PARTIAL PURIFICATION AND CHARACTERIZATION OF AMYLASE FROM GERMINATED AFRICAN YAM BEAN SEEDS (SPHENOSTYLIS STENOCARPA)

ABSTRACT

The activity of α-amylase and protein concentration in African yam bean seeds increases as germination progresses up to day 8 of germination where it exhibited its highest level, followed by sequenced decreased activity and protein concentration till day 12. Starch from African yam bean seeds, corn and cassava were used for the hydrolysis experiment. There was a significant activity of α-amylase in each of the substrate used, however, the starch from African yam bean seeds had higher α-amylase activity (369.55µmol/min  at pH 5.5  and 369.55µmol/min  at pH 9.0) followed by starch from corn (367.08µmol/min  and 360.49µmol/min  at pH 5.5 and 9.0 respectively),    while   cassava    had   the   least   with   activity   of    353.50µmol/min    and 351.03µmol/min at pH 5.5 and 9.0 respectively. The crude enzyme was purified to the level of gel filtration (sephadex G-25) via 80% ammonium sulphate precipitation. The purification fold of  1.36  with  specific  activity  226.44μmol/min/mg  protein  and  1.62  with  specific  activity 367.65μmol/min /mg protein were observed for 80% ammonium sulphate precipitation and gel filtration, respectively.   The enzyme displayed  optimum activity at pH 5.5 and  temperature 45°C in all the three substrates (African yam bean, corn and cassava). The Michaelis menten constant (Km) and maximum velocity (Vmax) obtained from Lineweaver-Burk plot of initial velocity data at different concentrations  of starch from African yam bean  seeds as substrate were found to be 0.588mg/ml and 588.24μmol/min, respectively. Similarly, 0.625 mg/ml and 625μmol/min  were  obtained  using  starch  from  corn,  respectively,  while  0.733mg/ml  and 666.7μmol/min  were  also  observed  using  starch  from  cassava,  respectively.  The  enzyme activities were enhanced in the presence of some metal ions like Ca2+, Co2+ and Fe2+. Zn2+ and Na2+  neither increased  nor decreased  enzyme activity while Pb2+  completely inactivated  the enzyme.

CHAPTER ONE

INTRODUCTION

African yam bean (Sphenostylis  stenocarpa),  belongs to the legume family.  It originated  in Ethiopia, both wild and cultivated types now occur in tropical Africa as far north as Egypt and also throughout West Africa from Guinea to Southern Africa (Assefa and kliener, 1997). It is cultivated in Nigeria mainly for its seed. The African yam bean (AYB) is a climbing legume adapted  to  lowland  tropical  conditions.  There  are seven  species  in the  genus  Sphenostylis (Potter and Doyle 1994). African yam bean is the most valuable. Some species in the genus Sphenostylis provide two consumable products, the tuber which grows as the root source and the actual yam beans which develop in pods above ground (Daniel, 2010). African yam beans seed is classified as a neglected under-utilized species (Mentreddy, 2007) due to its low esteem and lack of detailed information on its compositional analysis (Adewale et al., 2010).

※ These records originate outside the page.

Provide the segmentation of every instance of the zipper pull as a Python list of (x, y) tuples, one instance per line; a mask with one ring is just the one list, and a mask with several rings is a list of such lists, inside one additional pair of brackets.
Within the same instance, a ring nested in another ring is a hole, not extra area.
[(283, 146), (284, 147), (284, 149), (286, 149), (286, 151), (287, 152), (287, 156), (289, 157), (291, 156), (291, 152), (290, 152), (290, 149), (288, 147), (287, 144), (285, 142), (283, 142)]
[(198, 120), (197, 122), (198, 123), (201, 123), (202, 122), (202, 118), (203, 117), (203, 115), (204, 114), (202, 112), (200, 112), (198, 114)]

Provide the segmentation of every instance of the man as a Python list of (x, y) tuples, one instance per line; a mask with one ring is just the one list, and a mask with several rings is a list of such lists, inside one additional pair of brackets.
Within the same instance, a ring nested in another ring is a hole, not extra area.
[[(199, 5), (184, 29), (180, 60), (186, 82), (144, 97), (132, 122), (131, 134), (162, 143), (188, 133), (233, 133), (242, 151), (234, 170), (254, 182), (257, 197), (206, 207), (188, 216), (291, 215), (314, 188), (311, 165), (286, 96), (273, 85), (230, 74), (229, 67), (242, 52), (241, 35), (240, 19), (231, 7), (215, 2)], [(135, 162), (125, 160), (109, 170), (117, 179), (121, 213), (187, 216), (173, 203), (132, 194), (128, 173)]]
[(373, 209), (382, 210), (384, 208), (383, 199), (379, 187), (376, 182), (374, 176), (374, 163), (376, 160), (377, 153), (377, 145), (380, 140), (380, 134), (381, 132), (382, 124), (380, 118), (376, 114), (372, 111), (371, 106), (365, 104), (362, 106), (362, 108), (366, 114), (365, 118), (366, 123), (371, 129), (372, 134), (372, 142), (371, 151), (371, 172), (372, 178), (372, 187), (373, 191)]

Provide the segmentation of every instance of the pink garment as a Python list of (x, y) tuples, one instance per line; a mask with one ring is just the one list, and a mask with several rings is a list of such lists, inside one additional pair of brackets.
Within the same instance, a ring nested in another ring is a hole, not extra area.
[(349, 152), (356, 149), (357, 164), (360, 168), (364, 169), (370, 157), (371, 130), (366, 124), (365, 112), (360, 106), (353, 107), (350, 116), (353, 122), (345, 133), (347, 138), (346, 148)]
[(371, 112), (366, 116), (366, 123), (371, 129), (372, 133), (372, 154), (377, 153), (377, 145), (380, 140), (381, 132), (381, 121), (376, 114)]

Starch is a storage polysaccharide present in seeds and it consist of two components; a linear glucose  polymer,  amylose,  which  contain  α-1,4  linkage  chains  and  a  branch  polymer, amylopectin in which linear chains of α-1,4 glucose residue are inter-linked by α-1,6 linkages. Starch is hydrolyzed  into smaller oligossaccharides  by α-amylase, which  is  one of the most important commercial enzyme processes.

α-Amylases  catalyze  the  hydrolysis  of α-1,4-glycosidic  linkages  in  starch  to  produce  low molecular weight products, such as glucose, maltose and maltotriose units (Tangphatsornruang et al., 2005). Amylases  can be obtained  from several sources,  such  as plants, animals  and microorganisms.  Funke and Melzing, (2006) reported that amylases of plant origin have the highest  hydrolytic  potential  followed  by that of  fungi,  while  amylases  from  bacteria  have relatively less hydrolytic potential. A number of plant amylases have been identified and plants are one of the abundant sources of α-amylase (Conforti et al., 2005). The enzyme has been extracted from plants sources  like barley, millets, wheat, sorghum and maize among others. However, no study was carried out on activity of α-amylase from germinated African yam bean seeds.   α-amylases   from   beans   have   gained   importance   due   to   their   suitability   for biotechnological  applications  in supplementary  foods, breweries  and starch saccharification (Muralikrishna and Nirmala, 2005).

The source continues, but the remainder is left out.